4. Lack Of Sleep Impairs Brain Function
Sleep deprivation is really bad for brain function. Many studies show that sleep loss impairs various cognitive functions and behavior, including arousal, attention, cognitive speed, memory, emotional intelligence, and decision making.
Using brain imaging technology, like functional magnetic resonance imaging (fMRI), scientists compared the brain of someone who was sleep-deprived to the brain of someone who had slept normally. They found reduced metabolism and blood flow in multiple brain regions which indicated impaired cognitive function and behavior.
Several nights of poor sleep or one night of no sleep will start to disrupt your hormonal balance. According to a study from Stanford University, your body’s ghrelin levels, which stimulate feelings of hunger, can jump nearly 15 percent. It also lowers your levels of leptin, a hormone that regulates energy balance, which explains why you tend to feel sluggish when you are sleep-deprived.
Your brain also struggles to curate and sort new memories. You are able to absorb new information but your brain has problems accessing that information and putting it to good use. You may feel distracted, while your reaction time plummets. This makes tasks like driving more difficult and dangerous.
A CDC survey shows that half of Americans (48%) do not get enough sleep. So if you want your brain to stay at tip-top shape, you need to place sleep high on your priority list. In the event that you just cannot get enough nocturnal sleep, a 30-minute nap at lunch time is still helpful although it cannot fully eliminate the negative consequences of sleep deprivation.
5. Vitamin D May Save Your Brain
Much has been learned about the health benefits of vitamin D over the past decade. While it has long been recognized that vitamin D supports strong and healthy bones, its role in brain-related disorders is becoming increasingly evident.
A new study that collaborated multiple highly respected institutions around the world found a profound correlation of low vitamin D level and increased risk of developing dementia. Even having a moderate deficiency of vitamin D was associated with a 53% increased risk of dementia. Those who were severely deficient had a 122% increased risk!
Many people are not aware that vitamin D deficiency is associated with increased inflammation. There are about 30,000 genes in the body, and vitamin D affects nearly 3,000 of them. Your brain has vitamin D receptors too. Therefore, unless you get 20 minutes of sun exposure daily (without using sunscreen on face, arms, and legs), you may want to consider supplementation.
Most people need around 5,000 I.U. a day to reach the optimal level of 50-70 ng/ml as determined by a blood test. If you supplement, opt for vitamin D3, which is the natural form, and take it with vitamin K2, with at least 100 mcg of menaquinone-7 (MK-7).
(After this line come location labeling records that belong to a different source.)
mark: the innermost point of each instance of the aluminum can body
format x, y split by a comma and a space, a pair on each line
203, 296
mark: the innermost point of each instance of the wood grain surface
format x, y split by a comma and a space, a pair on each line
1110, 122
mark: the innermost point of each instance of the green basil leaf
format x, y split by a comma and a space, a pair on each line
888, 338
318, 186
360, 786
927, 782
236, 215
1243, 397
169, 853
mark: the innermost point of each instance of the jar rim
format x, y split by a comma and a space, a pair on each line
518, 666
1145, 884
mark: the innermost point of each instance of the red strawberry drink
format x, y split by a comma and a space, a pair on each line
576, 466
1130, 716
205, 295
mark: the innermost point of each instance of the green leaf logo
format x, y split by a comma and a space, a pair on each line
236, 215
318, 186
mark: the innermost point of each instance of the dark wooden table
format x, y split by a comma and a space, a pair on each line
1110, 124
The combination of D3 and K2 will make sure that calcium is deposited in the bones instead of the arteries.
6. Think Positive And Stimulate Your Brain
Stress and anxiety kill existing brain neurons and stop new neurons from being created. Research has shown that positive thinking speeds up the formation of cells and dramatically reduces stress and anxiety. Hence, catch yourself when your negative thoughts surface, discard them, and replace them with positive ones.
When you learn or do new things, new neural pathways are developed. As a result, you want to stimulate your brain on a continuous basis. Remember the phrase – use it or lose it?
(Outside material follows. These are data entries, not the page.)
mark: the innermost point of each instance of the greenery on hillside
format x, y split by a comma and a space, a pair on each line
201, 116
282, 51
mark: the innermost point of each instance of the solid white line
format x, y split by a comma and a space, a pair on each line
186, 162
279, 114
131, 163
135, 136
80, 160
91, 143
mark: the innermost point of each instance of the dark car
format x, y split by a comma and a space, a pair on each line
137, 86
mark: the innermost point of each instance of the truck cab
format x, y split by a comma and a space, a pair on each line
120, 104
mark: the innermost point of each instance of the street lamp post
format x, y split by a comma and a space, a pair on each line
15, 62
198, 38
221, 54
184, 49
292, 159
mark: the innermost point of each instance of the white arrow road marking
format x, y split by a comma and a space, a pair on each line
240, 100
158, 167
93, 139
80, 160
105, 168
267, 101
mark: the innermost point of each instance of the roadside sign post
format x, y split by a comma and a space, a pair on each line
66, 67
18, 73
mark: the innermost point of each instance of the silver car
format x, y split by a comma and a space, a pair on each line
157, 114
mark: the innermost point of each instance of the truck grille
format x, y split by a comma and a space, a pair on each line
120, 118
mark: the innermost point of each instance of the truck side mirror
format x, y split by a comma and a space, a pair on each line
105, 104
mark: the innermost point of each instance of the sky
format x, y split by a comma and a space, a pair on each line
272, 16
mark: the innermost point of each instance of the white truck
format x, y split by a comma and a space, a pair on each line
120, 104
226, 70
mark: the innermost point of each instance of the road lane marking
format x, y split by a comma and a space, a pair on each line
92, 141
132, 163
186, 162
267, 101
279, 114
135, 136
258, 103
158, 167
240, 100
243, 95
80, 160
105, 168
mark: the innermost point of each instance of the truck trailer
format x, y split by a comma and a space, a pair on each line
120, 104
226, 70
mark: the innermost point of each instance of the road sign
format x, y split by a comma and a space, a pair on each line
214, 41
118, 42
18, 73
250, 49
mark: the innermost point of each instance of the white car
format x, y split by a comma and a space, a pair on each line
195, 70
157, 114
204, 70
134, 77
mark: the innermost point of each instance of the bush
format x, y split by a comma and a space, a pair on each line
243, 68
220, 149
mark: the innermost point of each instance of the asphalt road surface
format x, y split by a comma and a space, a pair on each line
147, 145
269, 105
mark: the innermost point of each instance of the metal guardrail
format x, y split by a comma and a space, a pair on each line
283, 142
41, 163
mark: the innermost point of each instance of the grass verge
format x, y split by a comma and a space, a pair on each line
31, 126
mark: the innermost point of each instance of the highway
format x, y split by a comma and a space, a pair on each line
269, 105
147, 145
Carol Chuang is a Certified Nutrition Specialist and a Metabolic Typing Advisor. She has a Masters degree in Nutrition and is the founder of CC Health Counseling, LLC. Her passion in life is to stay healthy and to help others become healthy. She believes that a key ingredient to optimal health is to eat a diet that is right for one’s specific body type. Eating organic or eating healthy is not enough to guarantee good health. The truth is that there is no one diet that is right for everyone. Our metabolisms are different, so should our diets. Carol specializes in Metabolic Typing, helping her clients find the right diet for their Metabolic Type.